Update log
Full OVRLRD update
The complete published notes, normalized for clean reading and source attribution.
Repeated intro
Greetings, operators. This next update is taking longer than expected, so I thought it'd be good to let you all know what's going on behind the scenes. Or rather, BEYOND THE SCENES. (That's a joke about Unity's scene graph system.)
Extracted changes
- Compatibility
- Gameplay
- Maps
- Workshop
So! The scenario editor's been missing from the game for a while now. You can still use it on the old-version beta branch, but it's clunky and missing features, and the workshop is disabled. Is it ever coming back? What's going on?
Since the world's gaming press has VERY rudely not yet approached me for an interview about my insane steel battalion revival project, I'm going to write this as if I was being asked questions by an openly hostile interviewer, similar to that one nightmare I keep having.
(If you're a games writer and would like to talk please get in touch on bluesky.)
OVRLRD'S campaign is unpolished.
It sure is! I'm actually surprised the game hasn't received more pushback on this. I guess expectations are low for Early Access games, and even lower for VR games. The lack of pushback has actually given me the mental space and time I needed to take a risk on this quite stupid task: building an entirely new campaign inside OVRLRD's own scenario editor.
That's stupid. Why would you start over?
Well, it's not really starting over. I was in the middle of migrating the campaign to the new terrain and graphics system, and designing entirely new maps in Unity's scene system was taking forever. It was also bothering me that all this effort was going into new one-off environments that would only be used for one mission, instead of into iterating the megamap, Zaliznyy, which players will be spending much more time on.

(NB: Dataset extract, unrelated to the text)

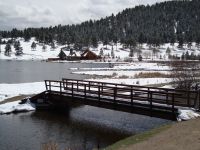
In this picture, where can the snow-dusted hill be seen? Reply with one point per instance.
(119, 51)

I thought it'd be better if the whole campaign took place on Zaliznyy, in the style of classic milsims, in a story that takes you from one end of the island to another, describing an evolving conflict in a setting you gradually get to know better and better. This was the original wish for the project back when I started, but I didn't know that it would eventually be possible.
I realised then that if there was just the one map, the missions would need far less data associated with them. Then I remembered that the scenario editor still needed rebuilding to work with the graphics and terrain update.
So the choice became: do I keep building the campaign like this, slowly and painfully, and then build the scenario editor as a separate system which works a different way? Or: do I build the best scenario editor I can, then start migrating the campaign into that, iterating and improving the editor as I go?
To an engineer that's an easy question. To get the best tool possible, you have to use it yourself and refine it as you go (grossly, this is called 'dogfooding'). That's how all my favourite game developers do it, so I figured it made sense for me, too. That way, once I'm done, the players get access to the same tools I had, and can make campaigns just as complex and interesting as the one I ship myself. (Probably more so.)
Okay, so it's going to take a million years?
I understand being skeptical of this sort of thing - I've been disappointed by many projects for which the killing blow was somebody announcing "we're starting from scratch and it'll be better!" That announcement is usually the time to pack your bags and get outta there.